While treaty negotiations involve parties from different sectors and countries, one group of stakeholders is noticeably absent from the talks: the entrepreneurs and innovators working to solve the plastic waste crisis.

Dozens of entrepreneurs and startups have been working on plastic pollution mitigation and cleanup for years. Their absence from current negotiations puts the implementation of a Global Plastics Treaty at risk, says Peter Hjemdahl, co-founder and chief innovation officer of the Innovation Alliance for a Global Plastics Treaty. Championed by rePurpose Global and the Ocean Cleanup, the Innovation Alliance is pushing to bring innovators and entrepreneurs to the negotiating table.

“At the first negotiations for the plastics treaty in Uruguay in December, we realized that rePurpose was the only representative of the innovation ecosystem that could even make it there," Hjemdahl said. "There were advocacy organizations, trade associations and lobbyists, but it was so glaringly lacking that the solutionists and innovators were not present in negotiations.”

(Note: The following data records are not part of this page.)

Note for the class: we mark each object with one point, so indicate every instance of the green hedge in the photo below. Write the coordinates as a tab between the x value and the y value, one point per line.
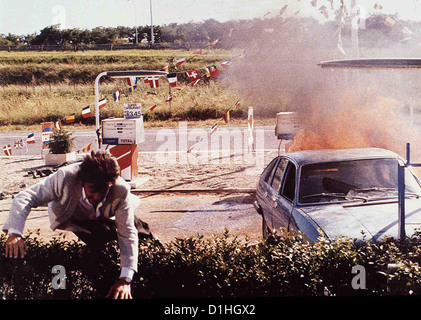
219	267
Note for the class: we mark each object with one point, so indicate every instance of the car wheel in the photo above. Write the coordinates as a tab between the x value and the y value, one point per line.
265	229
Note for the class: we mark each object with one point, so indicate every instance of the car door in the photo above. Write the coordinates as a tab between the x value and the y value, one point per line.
272	194
284	198
262	190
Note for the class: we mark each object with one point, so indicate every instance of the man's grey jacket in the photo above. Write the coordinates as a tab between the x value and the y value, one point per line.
62	191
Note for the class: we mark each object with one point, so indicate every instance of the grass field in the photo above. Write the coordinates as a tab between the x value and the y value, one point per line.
48	86
38	68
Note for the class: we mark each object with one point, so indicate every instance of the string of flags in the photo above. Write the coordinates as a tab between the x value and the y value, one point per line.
21	143
194	77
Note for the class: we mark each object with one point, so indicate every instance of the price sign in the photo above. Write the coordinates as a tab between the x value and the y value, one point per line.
132	110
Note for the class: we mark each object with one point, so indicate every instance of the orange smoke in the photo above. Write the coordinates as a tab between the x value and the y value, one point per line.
360	121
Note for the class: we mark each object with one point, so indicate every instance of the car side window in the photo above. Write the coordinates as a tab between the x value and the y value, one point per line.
270	169
288	187
279	173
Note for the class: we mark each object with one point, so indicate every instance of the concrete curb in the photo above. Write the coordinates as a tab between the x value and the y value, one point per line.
204	190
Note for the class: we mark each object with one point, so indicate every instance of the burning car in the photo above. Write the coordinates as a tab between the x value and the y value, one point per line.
344	192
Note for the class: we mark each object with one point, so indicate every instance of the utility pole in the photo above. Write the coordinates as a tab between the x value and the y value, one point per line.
152	35
355	25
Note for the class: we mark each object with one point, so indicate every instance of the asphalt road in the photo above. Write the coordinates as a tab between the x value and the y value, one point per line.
165	140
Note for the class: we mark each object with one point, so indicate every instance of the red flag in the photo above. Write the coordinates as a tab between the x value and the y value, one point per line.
8	150
283	10
172	79
180	61
227	116
154	82
193	75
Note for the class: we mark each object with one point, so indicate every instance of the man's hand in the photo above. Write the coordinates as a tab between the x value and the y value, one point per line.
121	290
15	246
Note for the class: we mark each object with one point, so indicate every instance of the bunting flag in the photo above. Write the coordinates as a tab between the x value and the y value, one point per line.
226	64
331	4
132	81
154	82
8	150
87	148
132	88
117	96
283	10
213	44
389	22
172	79
86	112
195	82
323	11
214	128
212	72
30	139
180	61
18	144
227	116
70	119
193	75
102	103
57	125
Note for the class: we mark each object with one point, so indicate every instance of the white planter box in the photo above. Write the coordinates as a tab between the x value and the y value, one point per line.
56	159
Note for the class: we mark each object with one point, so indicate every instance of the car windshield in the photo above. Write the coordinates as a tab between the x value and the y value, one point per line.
353	180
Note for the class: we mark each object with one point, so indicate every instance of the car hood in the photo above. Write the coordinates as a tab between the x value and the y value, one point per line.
371	220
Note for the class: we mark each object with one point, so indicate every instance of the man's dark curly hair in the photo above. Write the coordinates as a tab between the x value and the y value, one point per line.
99	168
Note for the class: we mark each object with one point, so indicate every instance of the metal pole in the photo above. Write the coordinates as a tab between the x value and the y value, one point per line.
97	120
401	201
152	35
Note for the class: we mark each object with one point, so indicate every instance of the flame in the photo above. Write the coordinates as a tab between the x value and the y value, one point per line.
354	124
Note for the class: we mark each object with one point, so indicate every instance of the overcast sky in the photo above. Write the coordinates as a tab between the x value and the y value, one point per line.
29	16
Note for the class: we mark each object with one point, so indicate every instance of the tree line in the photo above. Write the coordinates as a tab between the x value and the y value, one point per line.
376	31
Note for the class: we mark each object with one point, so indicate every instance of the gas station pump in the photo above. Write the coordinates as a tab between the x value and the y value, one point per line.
123	134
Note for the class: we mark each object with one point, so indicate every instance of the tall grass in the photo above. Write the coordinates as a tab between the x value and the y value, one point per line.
29	105
36	68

The process to receive the accreditation needed to participate in U.N. negotiations is restrictive, and Hjemdahl claims it favors NGOs over for-profit companies. While big businesses can gain access through the trade groups and lobbyists that represent their interests, entrepreneurs and startups can become locked out. “That’s why we decided to come together to form an alliance," Hjemdahl said. "We wanted to elevate the perspectives of those closest to tackling plastic waste, and we want to ensure that the global treaty lives up to its promised potential.”  

What is the Global Plastics Treaty? 

The Global Plastics Treaty has the potential to alter the trajectory of the plastic waste crisis. Only 9 percent of plastics are recycled globally today. And recycling is not without risks to human health and the environment.

Of the more than 13,000 chemicals added to plastic, only 128 are internationally regulated. Studies about human health and environmental impacts are still underway, and more research is needed. “Plastic action is a rapidly evolving landscape," Hjemdahl said. "There is so much yet to learn about plastics. We just last year learned that plastic is in our bloodstreams. It’s an evolving space, so data is critical, even to understand the magnitude of the problem, and we need to understand the size of the problem before we can understand how much money is needed to help solve it.” 

Some scientists recommend that the Global Plastics Treaty cover the creation of a comprehensive list of plastic chemicals, with information about toxicity and other impacts. With this information, signatory countries could begin phasing out the plastic chemicals most toxic to humans and the environment, many of which are used commonly in daily life. Improving plastic labeling to clarify plastic chemicals present in products is already a central point to treaty negotiations.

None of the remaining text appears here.